As it turned out, the forecasting models were right, and the polls were wrong. Polling is hard. Political science... well, political science is hard too, but some of it replicates. Not much, but the forecasting models replicate. The touchy-feely crap and armchair revolutionary bullshit that the ideologues, activists and mathematically inept people do? That doesn't replicate, and it is useless, but the forecasting models keep getting replicated. They got replicated gain in 2016 (and 2020!). After the 2016 debacle, when I, too, deferred to the polls and rejected the forecasting models, I scraped a bunch of egg off my face, suffered through a bout of indigestion because as it turns out, crow does not agree with me (still, after a steady diet of crow year after year), and made the following vow. No, not a vow of silence, as peaceful as that might be. I would defer to the forecasting models. I sinned against the one, true math. I repented my sins, came back, said my Hail Alans, and decided that I'd do the math the right way.
So here we are. Pretty soon, PS: Political Science & Politics will publish its October issue, which will contain the forecasting models for the 2022 midterm elections. The articles went into submission months ago, based on data mostly 6 months prior, because that's generally how we do things. Why? The whole endeavor is based on the notion that a 6-month-prior prediction is political science, but a day-before prediction is journalistic, talking-head blather.

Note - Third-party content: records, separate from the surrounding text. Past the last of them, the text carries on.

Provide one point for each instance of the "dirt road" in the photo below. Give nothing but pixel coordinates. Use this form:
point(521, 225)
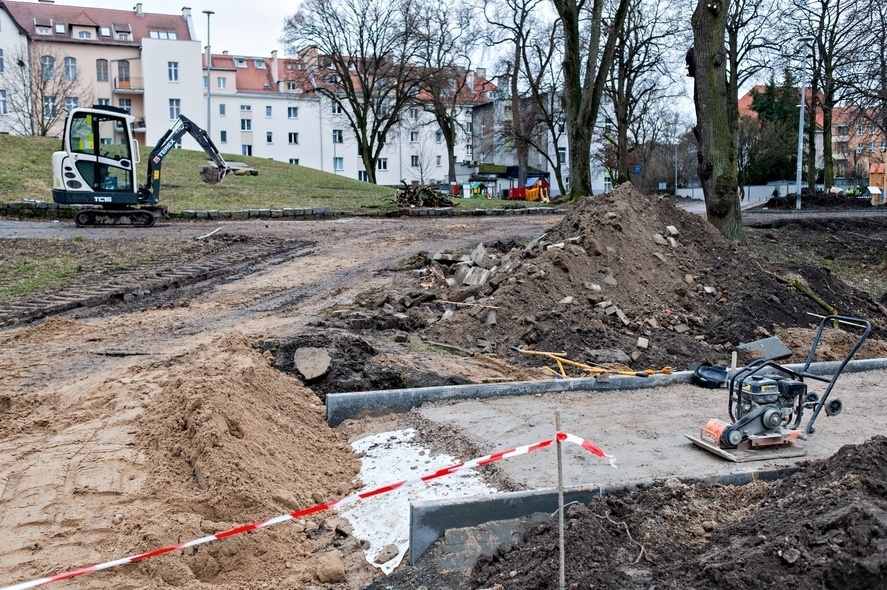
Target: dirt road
point(78, 469)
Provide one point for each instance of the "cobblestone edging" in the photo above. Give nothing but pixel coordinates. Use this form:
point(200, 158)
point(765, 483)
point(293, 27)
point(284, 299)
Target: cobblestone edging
point(45, 210)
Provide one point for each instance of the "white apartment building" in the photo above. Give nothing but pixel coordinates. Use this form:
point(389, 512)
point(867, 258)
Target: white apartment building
point(264, 107)
point(148, 64)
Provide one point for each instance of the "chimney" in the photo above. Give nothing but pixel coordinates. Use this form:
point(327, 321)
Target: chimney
point(274, 67)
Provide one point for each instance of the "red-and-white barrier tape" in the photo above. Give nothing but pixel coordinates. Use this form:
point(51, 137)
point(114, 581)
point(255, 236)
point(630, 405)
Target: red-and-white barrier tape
point(352, 499)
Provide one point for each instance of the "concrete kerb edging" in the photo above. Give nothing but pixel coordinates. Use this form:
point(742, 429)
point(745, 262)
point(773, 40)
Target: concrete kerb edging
point(430, 519)
point(346, 406)
point(46, 210)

What will the models say? I have not been given a sneak preview, and I was not a reviewer (although I couldn't tell you if I were, so... whatever), but I know the models. The basic mechanics of the models are as follows. Midterm elections go against the president's party, with the effect mediated by the state of the economy, presidential approval, and so forth, depending on who constructs the model. There are a lot of models, and I've tried my hand at some improvements along with a colleague who found some perplexing patterns, but at the end of the day, or cycle, or whatever, the models are going to say that the Democrats lose seats in the House. How many? Models will vary.

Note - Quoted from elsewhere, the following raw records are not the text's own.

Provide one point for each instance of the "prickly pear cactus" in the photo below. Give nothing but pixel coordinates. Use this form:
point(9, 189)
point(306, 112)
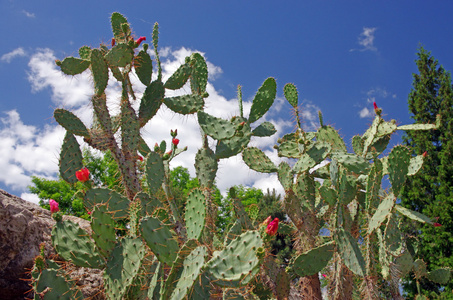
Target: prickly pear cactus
point(340, 194)
point(163, 252)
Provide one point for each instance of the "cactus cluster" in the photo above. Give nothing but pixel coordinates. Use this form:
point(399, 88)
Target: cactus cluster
point(167, 253)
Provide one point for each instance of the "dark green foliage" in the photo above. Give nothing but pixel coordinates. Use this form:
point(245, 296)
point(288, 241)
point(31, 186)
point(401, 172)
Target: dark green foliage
point(431, 190)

But Biden's approval rating just shot up! Do I take that into account? Another week, another press interview in which I am asked about whether or not Dobbs v. Jackson Women's Health changes things. After all, did you see those numbers for women's voter registration? Trump continues to hold the center of the national conversation, because of course. Any day the country discusses Trump is a day the country is not discussing inflation/the economy. Does that alter the dynamic which would have put the forecasting models into effect? Does it at least blunt the effect of the economy? And what about Trump's growing legal troubles, which are now far more serious than anything he has faced before, as those legal troubles now exist? That can cut both ways, of course, helping to motivate Republicans, but also motivating Democrats, keeping independents aware of the GOP's attachment to Trump, and so forth.
Shall I keep going?
Notice that the paragraph devolves into, "but Trump!"
And so I return to the forecasting models. There is a lot of political science which does not replicate. See: ideologues, armchair revolutionaries and other associated bullshit artists [as he looks around himself...]. What does replicate? The forecasting models, just for example. Where I went wrong in 2016 was letting the noise of 2016 chaos obscure that fact.

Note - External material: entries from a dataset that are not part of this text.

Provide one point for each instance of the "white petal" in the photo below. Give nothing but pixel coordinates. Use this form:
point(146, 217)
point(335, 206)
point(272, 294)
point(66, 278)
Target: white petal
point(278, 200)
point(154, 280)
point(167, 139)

There is noise. There will always be noise. Some of that noise will come in the form of supposedly learned individuals blathering endlessly about their latest scholarly books and articles, which will be read by few beyond their peer reviewers, and that's assuming the peer reviewers read them at all. At the end of the day, one thing matters, and one thing only. Replication. Are there unique factors going on in 2022?
Well, the thing is, "noise" has a statistical definition. Random error. Random error cancels out, and what is left is the underlying pattern. Which replicates.
Ignore the noise. Find the pattern, through what replicates, because everything else is bullshit.
GoGo Penguin, "Signal In The Noise," from their self-titled album.